何故か。それは、祐樹が焦るからである。焦ったら勿論落とす、落としたら拾おうとする。すると祐樹に足を引っ掛けて転倒する人間続出。良い事無しな事になるのだ。祐樹が最後の一枚を口に含んだのを見て、俺は一枚を食う。俺が食い終わると祐樹はようやく最後の一枚を噛む。何故か、絶望的に食のスピードが遅い。
満面の笑みを浮かべて、祐樹は俺に感謝の言葉を連呼する。そのたびに俺は『お礼はクッキーを作った人間に』というのだが、作った人間がわかったとしても祐樹は渡してきた相手にお礼を言うのだ。
そんな祐樹を黙らせて、俺は気になっていた事を聞く。
「で? 二年のここに居たのは俺に用か?」
軽く首を傾げる。すると、廊下を行く数名の女子が携帯のカメラを構える。まあ、そんなのは日常茶飯事。祐樹は、オドオドと胸ポケットから手帳を取り出し口を開く。

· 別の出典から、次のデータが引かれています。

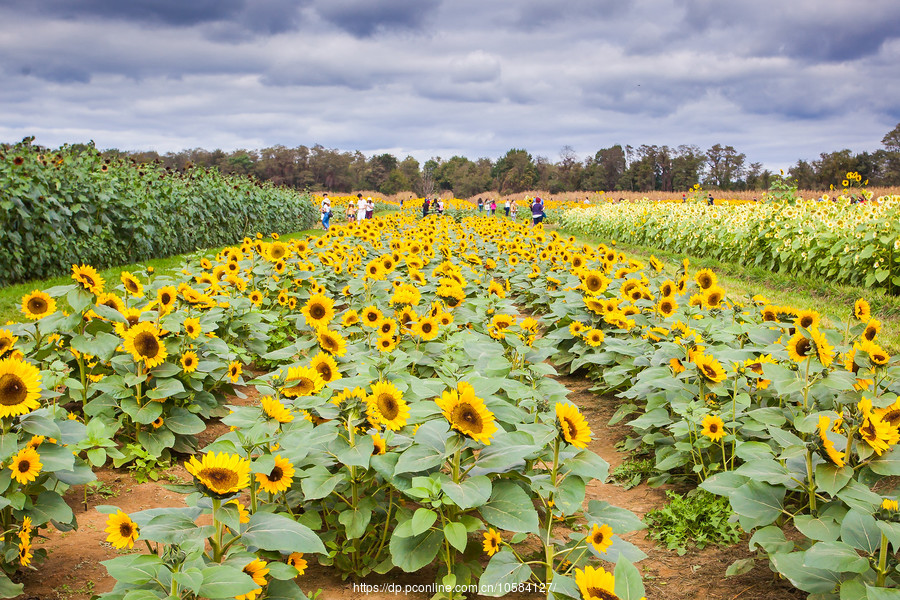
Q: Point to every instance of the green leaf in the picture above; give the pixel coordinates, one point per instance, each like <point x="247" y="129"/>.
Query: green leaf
<point x="502" y="573"/>
<point x="860" y="530"/>
<point x="510" y="508"/>
<point x="271" y="531"/>
<point x="808" y="579"/>
<point x="757" y="504"/>
<point x="413" y="553"/>
<point x="471" y="493"/>
<point x="456" y="535"/>
<point x="422" y="520"/>
<point x="629" y="585"/>
<point x="223" y="581"/>
<point x="835" y="556"/>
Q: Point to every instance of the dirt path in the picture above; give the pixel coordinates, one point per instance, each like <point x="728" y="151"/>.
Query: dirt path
<point x="73" y="570"/>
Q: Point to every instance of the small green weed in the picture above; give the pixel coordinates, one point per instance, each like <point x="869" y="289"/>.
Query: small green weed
<point x="632" y="472"/>
<point x="697" y="518"/>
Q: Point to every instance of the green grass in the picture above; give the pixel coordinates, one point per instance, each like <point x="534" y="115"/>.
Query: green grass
<point x="11" y="296"/>
<point x="834" y="302"/>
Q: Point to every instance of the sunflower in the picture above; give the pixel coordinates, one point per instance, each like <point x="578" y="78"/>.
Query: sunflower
<point x="279" y="479"/>
<point x="332" y="342"/>
<point x="705" y="279"/>
<point x="709" y="368"/>
<point x="88" y="278"/>
<point x="467" y="413"/>
<point x="189" y="361"/>
<point x="713" y="427"/>
<point x="600" y="537"/>
<point x="143" y="341"/>
<point x="122" y="530"/>
<point x="862" y="310"/>
<point x="26" y="465"/>
<point x="873" y="327"/>
<point x="800" y="348"/>
<point x="220" y="475"/>
<point x="807" y="319"/>
<point x="371" y="316"/>
<point x="132" y="285"/>
<point x="386" y="406"/>
<point x="667" y="306"/>
<point x="38" y="305"/>
<point x="426" y="328"/>
<point x="297" y="561"/>
<point x="492" y="541"/>
<point x="572" y="425"/>
<point x="596" y="584"/>
<point x="834" y="455"/>
<point x="20" y="387"/>
<point x="275" y="409"/>
<point x="318" y="310"/>
<point x="302" y="381"/>
<point x="192" y="327"/>
<point x="166" y="297"/>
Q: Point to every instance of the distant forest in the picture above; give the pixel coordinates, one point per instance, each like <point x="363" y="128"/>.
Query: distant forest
<point x="622" y="168"/>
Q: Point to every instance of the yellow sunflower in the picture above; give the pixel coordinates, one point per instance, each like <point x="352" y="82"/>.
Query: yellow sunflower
<point x="709" y="368"/>
<point x="122" y="530"/>
<point x="318" y="310"/>
<point x="596" y="584"/>
<point x="220" y="475"/>
<point x="88" y="278"/>
<point x="189" y="361"/>
<point x="492" y="542"/>
<point x="573" y="425"/>
<point x="26" y="465"/>
<point x="38" y="305"/>
<point x="713" y="427"/>
<point x="275" y="409"/>
<point x="332" y="342"/>
<point x="279" y="479"/>
<point x="386" y="406"/>
<point x="20" y="387"/>
<point x="600" y="537"/>
<point x="467" y="413"/>
<point x="302" y="381"/>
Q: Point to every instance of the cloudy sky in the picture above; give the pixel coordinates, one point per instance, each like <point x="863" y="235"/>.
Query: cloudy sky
<point x="777" y="79"/>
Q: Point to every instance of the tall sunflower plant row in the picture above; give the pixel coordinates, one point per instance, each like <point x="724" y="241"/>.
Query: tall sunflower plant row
<point x="795" y="423"/>
<point x="409" y="420"/>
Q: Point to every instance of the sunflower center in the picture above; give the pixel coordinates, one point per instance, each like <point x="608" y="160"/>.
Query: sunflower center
<point x="219" y="478"/>
<point x="467" y="418"/>
<point x="12" y="390"/>
<point x="388" y="406"/>
<point x="146" y="344"/>
<point x="37" y="306"/>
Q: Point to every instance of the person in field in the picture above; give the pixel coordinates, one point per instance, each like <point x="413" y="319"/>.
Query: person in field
<point x="325" y="208"/>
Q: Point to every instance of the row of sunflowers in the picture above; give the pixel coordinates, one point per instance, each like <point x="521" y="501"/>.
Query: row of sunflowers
<point x="407" y="417"/>
<point x="839" y="241"/>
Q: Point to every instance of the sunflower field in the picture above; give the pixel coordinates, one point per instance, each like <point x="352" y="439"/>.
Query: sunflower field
<point x="71" y="205"/>
<point x="409" y="421"/>
<point x="842" y="242"/>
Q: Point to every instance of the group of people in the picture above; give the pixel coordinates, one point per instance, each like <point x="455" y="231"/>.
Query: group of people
<point x="363" y="208"/>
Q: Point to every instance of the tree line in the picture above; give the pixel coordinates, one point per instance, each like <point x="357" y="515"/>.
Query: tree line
<point x="617" y="168"/>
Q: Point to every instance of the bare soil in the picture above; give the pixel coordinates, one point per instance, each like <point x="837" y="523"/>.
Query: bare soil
<point x="73" y="570"/>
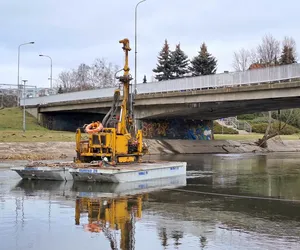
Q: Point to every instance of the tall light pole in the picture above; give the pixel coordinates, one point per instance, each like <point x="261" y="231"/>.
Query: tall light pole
<point x="135" y="57"/>
<point x="18" y="82"/>
<point x="24" y="108"/>
<point x="50" y="69"/>
<point x="135" y="45"/>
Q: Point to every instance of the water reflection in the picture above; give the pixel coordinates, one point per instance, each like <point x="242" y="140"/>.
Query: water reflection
<point x="58" y="215"/>
<point x="110" y="215"/>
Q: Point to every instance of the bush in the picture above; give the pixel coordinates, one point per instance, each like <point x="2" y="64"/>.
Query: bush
<point x="261" y="128"/>
<point x="249" y="116"/>
<point x="263" y="119"/>
<point x="218" y="129"/>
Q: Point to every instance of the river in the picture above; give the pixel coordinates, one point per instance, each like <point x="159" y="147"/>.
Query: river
<point x="228" y="202"/>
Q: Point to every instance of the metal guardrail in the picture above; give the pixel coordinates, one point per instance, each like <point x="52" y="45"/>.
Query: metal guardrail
<point x="258" y="76"/>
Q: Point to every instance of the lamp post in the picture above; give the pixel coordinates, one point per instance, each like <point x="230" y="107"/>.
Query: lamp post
<point x="24" y="108"/>
<point x="50" y="69"/>
<point x="135" y="46"/>
<point x="18" y="82"/>
<point x="135" y="55"/>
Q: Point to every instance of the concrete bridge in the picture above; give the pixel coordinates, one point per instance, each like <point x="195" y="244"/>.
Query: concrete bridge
<point x="195" y="98"/>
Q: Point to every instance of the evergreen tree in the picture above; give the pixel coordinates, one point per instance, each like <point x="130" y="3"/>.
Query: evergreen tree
<point x="145" y="79"/>
<point x="287" y="55"/>
<point x="164" y="66"/>
<point x="204" y="63"/>
<point x="180" y="63"/>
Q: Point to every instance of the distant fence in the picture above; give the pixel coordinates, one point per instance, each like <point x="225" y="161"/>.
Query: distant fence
<point x="249" y="77"/>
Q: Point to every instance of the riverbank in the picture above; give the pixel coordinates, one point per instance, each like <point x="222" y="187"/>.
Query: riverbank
<point x="66" y="150"/>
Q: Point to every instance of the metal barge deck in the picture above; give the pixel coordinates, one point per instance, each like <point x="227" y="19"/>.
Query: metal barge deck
<point x="45" y="171"/>
<point x="93" y="173"/>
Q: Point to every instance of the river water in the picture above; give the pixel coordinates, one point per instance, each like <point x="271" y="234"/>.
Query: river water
<point x="226" y="202"/>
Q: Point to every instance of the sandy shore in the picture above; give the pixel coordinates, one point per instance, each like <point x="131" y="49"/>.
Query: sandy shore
<point x="63" y="150"/>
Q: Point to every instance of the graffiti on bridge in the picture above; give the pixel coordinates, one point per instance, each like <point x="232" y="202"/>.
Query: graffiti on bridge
<point x="177" y="129"/>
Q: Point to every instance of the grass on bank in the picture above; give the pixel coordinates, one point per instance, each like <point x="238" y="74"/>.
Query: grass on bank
<point x="11" y="125"/>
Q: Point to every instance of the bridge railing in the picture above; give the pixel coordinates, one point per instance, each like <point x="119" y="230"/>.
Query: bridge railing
<point x="258" y="76"/>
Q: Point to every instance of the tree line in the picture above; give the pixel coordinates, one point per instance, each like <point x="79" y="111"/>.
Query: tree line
<point x="100" y="74"/>
<point x="176" y="64"/>
<point x="270" y="52"/>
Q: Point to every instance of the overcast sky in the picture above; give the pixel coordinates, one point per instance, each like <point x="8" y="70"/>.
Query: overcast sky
<point x="74" y="31"/>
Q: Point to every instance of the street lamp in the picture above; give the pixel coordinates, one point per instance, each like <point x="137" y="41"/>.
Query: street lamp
<point x="50" y="69"/>
<point x="135" y="46"/>
<point x="24" y="108"/>
<point x="18" y="82"/>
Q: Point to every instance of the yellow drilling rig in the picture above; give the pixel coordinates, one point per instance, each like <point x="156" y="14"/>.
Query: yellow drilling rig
<point x="113" y="140"/>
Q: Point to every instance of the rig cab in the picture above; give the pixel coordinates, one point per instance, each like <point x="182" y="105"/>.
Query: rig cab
<point x="113" y="140"/>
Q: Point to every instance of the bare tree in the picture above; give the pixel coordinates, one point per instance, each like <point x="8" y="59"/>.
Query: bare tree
<point x="289" y="44"/>
<point x="271" y="131"/>
<point x="241" y="60"/>
<point x="99" y="75"/>
<point x="269" y="50"/>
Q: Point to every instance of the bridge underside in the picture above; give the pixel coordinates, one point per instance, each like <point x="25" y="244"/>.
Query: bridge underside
<point x="216" y="110"/>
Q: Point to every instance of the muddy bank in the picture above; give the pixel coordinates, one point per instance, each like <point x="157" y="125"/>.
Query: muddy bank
<point x="66" y="150"/>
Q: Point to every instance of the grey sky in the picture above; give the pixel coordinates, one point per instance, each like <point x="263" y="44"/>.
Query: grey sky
<point x="74" y="31"/>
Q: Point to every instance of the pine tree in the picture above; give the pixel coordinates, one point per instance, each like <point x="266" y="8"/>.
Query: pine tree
<point x="164" y="66"/>
<point x="145" y="79"/>
<point x="180" y="63"/>
<point x="204" y="63"/>
<point x="287" y="55"/>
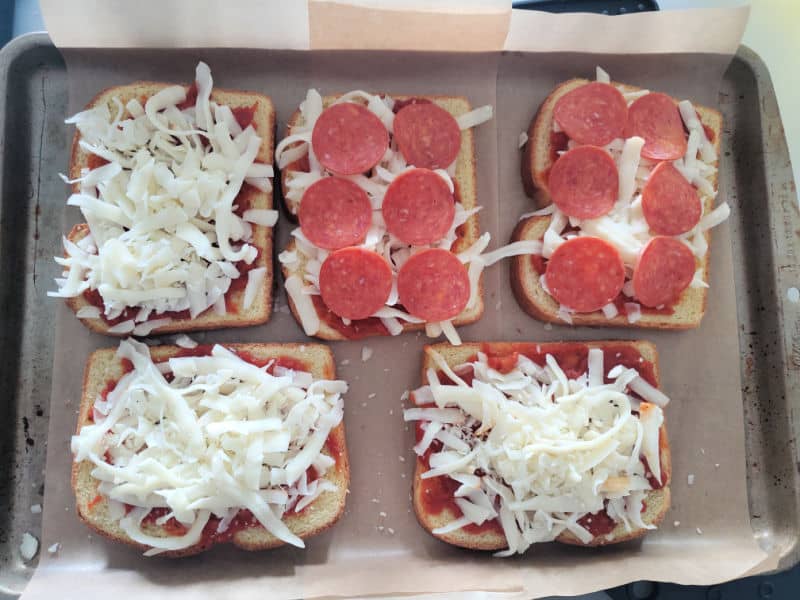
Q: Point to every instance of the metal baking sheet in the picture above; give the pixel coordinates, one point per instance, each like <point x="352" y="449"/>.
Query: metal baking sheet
<point x="31" y="125"/>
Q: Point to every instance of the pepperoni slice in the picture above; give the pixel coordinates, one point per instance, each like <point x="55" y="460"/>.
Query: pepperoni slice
<point x="335" y="213"/>
<point x="670" y="204"/>
<point x="354" y="282"/>
<point x="433" y="285"/>
<point x="594" y="113"/>
<point x="664" y="269"/>
<point x="348" y="139"/>
<point x="656" y="118"/>
<point x="418" y="207"/>
<point x="584" y="182"/>
<point x="427" y="135"/>
<point x="585" y="273"/>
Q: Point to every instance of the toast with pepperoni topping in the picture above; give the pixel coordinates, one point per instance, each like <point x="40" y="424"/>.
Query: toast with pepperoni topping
<point x="105" y="367"/>
<point x="464" y="179"/>
<point x="541" y="150"/>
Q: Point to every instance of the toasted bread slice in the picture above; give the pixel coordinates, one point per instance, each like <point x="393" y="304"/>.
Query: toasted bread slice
<point x="466" y="184"/>
<point x="104" y="366"/>
<point x="657" y="501"/>
<point x="537" y="158"/>
<point x="264" y="124"/>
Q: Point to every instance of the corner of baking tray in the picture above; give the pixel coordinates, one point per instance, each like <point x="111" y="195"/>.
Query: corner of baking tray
<point x="784" y="222"/>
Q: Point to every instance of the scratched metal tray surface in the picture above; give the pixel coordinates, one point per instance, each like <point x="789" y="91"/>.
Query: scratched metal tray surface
<point x="33" y="146"/>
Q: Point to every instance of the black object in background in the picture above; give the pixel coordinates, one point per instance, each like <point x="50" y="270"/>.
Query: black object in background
<point x="606" y="7"/>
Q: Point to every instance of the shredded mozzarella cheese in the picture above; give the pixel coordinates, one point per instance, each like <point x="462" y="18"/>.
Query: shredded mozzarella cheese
<point x="307" y="258"/>
<point x="538" y="450"/>
<point x="220" y="436"/>
<point x="625" y="226"/>
<point x="164" y="235"/>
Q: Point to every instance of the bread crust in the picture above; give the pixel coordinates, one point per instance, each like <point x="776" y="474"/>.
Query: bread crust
<point x="657" y="501"/>
<point x="466" y="180"/>
<point x="687" y="312"/>
<point x="264" y="123"/>
<point x="322" y="514"/>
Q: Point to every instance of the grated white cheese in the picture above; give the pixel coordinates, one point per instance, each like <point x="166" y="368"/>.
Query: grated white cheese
<point x="551" y="449"/>
<point x="378" y="239"/>
<point x="222" y="435"/>
<point x="29" y="547"/>
<point x="164" y="235"/>
<point x="625" y="226"/>
<point x="184" y="341"/>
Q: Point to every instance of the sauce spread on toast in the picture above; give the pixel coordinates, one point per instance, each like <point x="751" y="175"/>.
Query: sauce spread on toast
<point x="436" y="494"/>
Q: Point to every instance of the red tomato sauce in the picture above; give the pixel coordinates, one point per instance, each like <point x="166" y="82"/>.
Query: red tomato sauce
<point x="437" y="492"/>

「えっと、ですね。あの今日のゲストさん。先生から連絡は入れてもらったんですが。打ち合わせには一度も出てなくて……昼食を食べたら直ぐに放送室へ行けば良いと先生に言われたそうで、『それで良い』と言っただけで…あの、断らなかった。です。」
別に俺の気まぐれで変わる『この人紹介だよ~』は確かに打ち合わせに出て無くても良い。彼女はそれを知っているようだ。祐樹は最終的に俺が知りたい事を言うと黙ってしまった。参加不参加、これが知りたかったのだ。
祐樹はそれでも、何かもごもごとしている。
「…なんだ?」
何となく、俺は祐樹に問いかける。祐樹はハッとしたように顔を上げて俺を見るが、何も言おうとはしなかった。わけではない。
「あの…本当に彼女が…?」
…………祐樹の言いたい事はわかっていた。『本当に彼女がクッキーの作り主か』と言う意味と『本当に彼女が………俺の好きな人間か』という意味なのだろう。俺は簡潔に答える。
「嗚呼、クッキーに関しては管理人と漂ってくる香りでわかった。好きな人間―――それを、聞くのは少し野暮ではないかね? 祐樹」
俺は面白半分で祐樹に聞く。祐樹は顔を真っ赤にして『すいません』と頭を下げる。
まともに答えられない事を知っていながらそんな事を聞く俺もどうかとは思うが……
(苛めたくなるのは、道理だと思うが……)
俺はサドスティックであり、尚且つ祐樹はM要素があった。俺には格好の獲物であるといえる。そんな事を思って俺は何となくここ、二階の廊下から外を見る。部室等の裏に偶然にも生えた様な、そんな感じを漂わせる木。それは偶然ではなく、元々この敷地は図書館でありその木は象徴だったのだが、今はその大木をそのまま残す形で隅へと追いやられている。
その木の上のほうの枝に、 彼女は居た。
「まぁーたあんなところに」
あそこは中々光が入らないらしく、彼女には居心地の良い住処なのだろう。俺は窓を見たときに見つけたその姿に、見惚れた。何処か、こことは違う要素を持つような、そんな表情と存在感。それは共感を感じさせる物だった。
あそこは無音地域。木々と部室等が音を吸い込む。そして、光を遮る。時には人さえも、消してしまう。そんな、場所。
木に寝るのは白くは無いもの、奇抜な奇妙な色合いと。人を魅せる月が、木の上にはあるものだ。